Der momentane Co-Vorsitzende und Bundestagsfraktionschef Alexander Gauland hat unterdessen mit einem Rückzug vom Rückzug kokettiert und erklärt, dass er erst auf dem Parteitag entscheiden wolle, ob er erneut antritt. Wenn sein Co-Vorsitzender Jörg Meuthen und der sächsische AfD-Politiker Tino Chrupalla als neue Doppelspitze bestimmt würden, "würde ich es gerne so lassen, wie es geplant war", sagte Gauland dem "Focus". "Ansonsten behalte ich mir eine Kandidatur für den zweiten Sprecherposten vor." Zuvor hatte Gauland eine erneute Kandidatur für sein Amt ausgeschlossen.
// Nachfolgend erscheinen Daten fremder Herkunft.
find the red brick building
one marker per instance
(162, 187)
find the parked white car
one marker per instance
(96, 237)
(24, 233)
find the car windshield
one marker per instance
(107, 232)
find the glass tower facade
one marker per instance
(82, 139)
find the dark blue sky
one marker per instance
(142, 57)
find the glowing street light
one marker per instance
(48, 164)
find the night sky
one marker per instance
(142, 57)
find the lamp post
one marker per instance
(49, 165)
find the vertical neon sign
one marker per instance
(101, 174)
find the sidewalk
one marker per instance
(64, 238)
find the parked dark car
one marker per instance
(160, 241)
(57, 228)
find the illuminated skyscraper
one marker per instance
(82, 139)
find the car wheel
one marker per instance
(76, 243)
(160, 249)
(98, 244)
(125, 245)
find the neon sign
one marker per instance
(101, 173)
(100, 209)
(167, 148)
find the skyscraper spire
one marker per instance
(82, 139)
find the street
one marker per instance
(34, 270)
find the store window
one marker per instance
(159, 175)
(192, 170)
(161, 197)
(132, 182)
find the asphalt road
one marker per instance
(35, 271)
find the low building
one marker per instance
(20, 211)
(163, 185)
Der neue Bewerber Gedeon beklagte derweil in seinem Bewerbungstext "ein Heer staatlich bezahlter 'Antisemitismus-Beauftragter'" in Deutschland. Ende Oktober war ein Parteiausschlussverfahren gegen den wegen Antisemitismusvorwürfen vorbelasteten Landtagsabgeordneten erneut gescheitert. Der baden-württembergische Landesvorstand hatte ebenfalls schon den Parteiausschluss gegen Gedeon angestrebt - das Landesschiedsgericht im Südwesten wies den Antrag aber unter Verweis auf formale Gründe zurück. Gedeon selbst weist die Antisemitismus-Vorwürfe zurück. Sie hatten 2016 vorübergehend zur Spaltung der AfD-Fraktion im baden-württembergischen Landtag geführt. Gedeon gehört dem Landesparlament derzeit als fraktionsloser Abgeordneter an und löst mit seinen Redebeiträgen immer wieder Empörung aus.
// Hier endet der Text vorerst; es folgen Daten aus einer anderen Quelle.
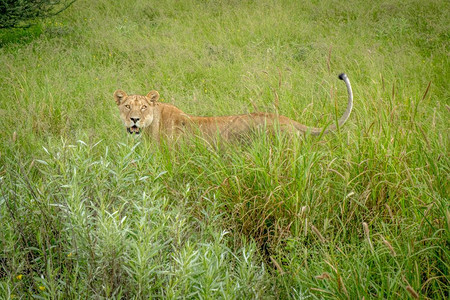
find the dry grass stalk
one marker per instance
(390, 212)
(277, 266)
(319, 235)
(391, 249)
(412, 292)
(323, 276)
(367, 233)
(341, 285)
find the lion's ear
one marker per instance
(119, 95)
(153, 96)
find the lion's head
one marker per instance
(136, 111)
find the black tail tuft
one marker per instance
(342, 76)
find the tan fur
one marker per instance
(145, 113)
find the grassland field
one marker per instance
(90, 212)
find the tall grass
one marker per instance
(89, 212)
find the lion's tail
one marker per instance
(342, 120)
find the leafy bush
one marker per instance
(17, 13)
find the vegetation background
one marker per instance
(87, 211)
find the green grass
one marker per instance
(90, 212)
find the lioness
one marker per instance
(145, 113)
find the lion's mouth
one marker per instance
(134, 129)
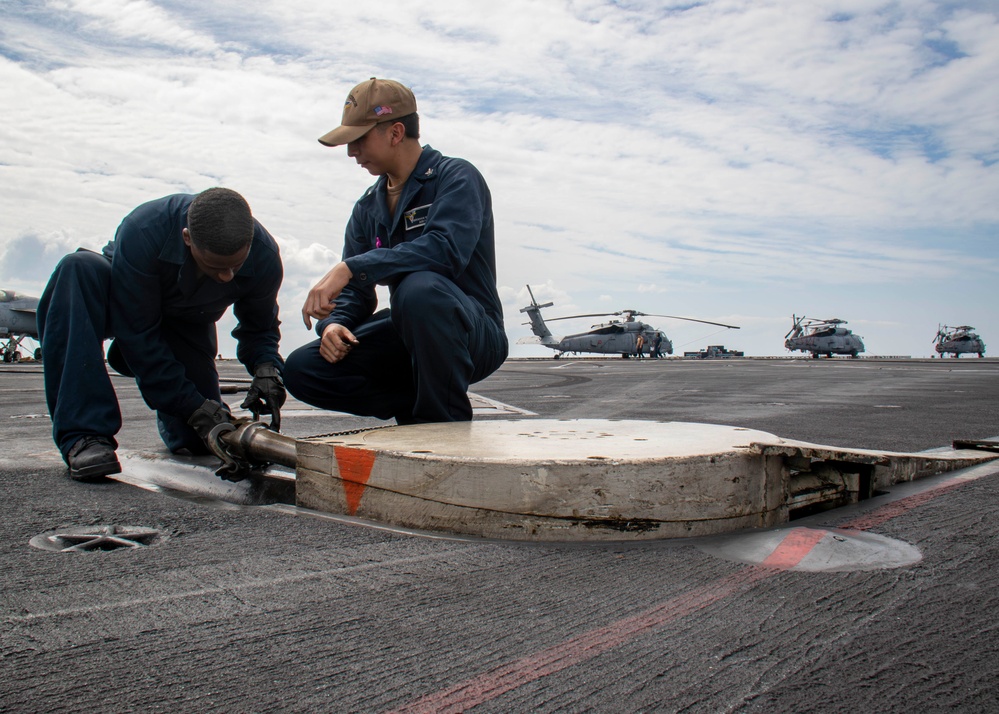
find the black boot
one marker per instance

Die AfD will auf ihrem zweitägigen Parteitag, der am Samstag beginnt, einen neuen Bundesvorstand wählen. Als aussichtsreiche Kandidaten für die zwei Co-Vorsitzenden-Posten gelten der aktuelle Vorsitzende Jörg Meuthen und der sächsische Bundestagsabgeordnete Tino Chrupalla. Das Feld der Bewerber ist in den vergangenen Tagen aber noch einmal unübersichtlicher geworden. Vor allem der Berliner Bundestagsabgeordnete Gottfried Curio hat die Planungen für den Bundesparteitag mit seiner kurzfristig bekanntgegebenen Kandidatur noch einmal kräftig durcheinandergewirbelt. Curio ist innenpolitischer Sprecher der AfD-Fraktion. Bei der Neuwahl der Fraktionsspitze im September hatte er erfolglos für zwei Posten kandidiert.

Als chancenreiche Kandidatinnen für die Co-Vorsitzenden-Posten der Bundespartei gelten auch die niedersächsische Landeschefin Dana Guth und die Bundestagsabgeordnete Nicole Höchst. Der Co-Vorsitzende und Bundestagsfraktionschef Alexander Gauland will nach eigenem Bekunden erst auf dem Parteitag entscheiden, ob er erneut antritt.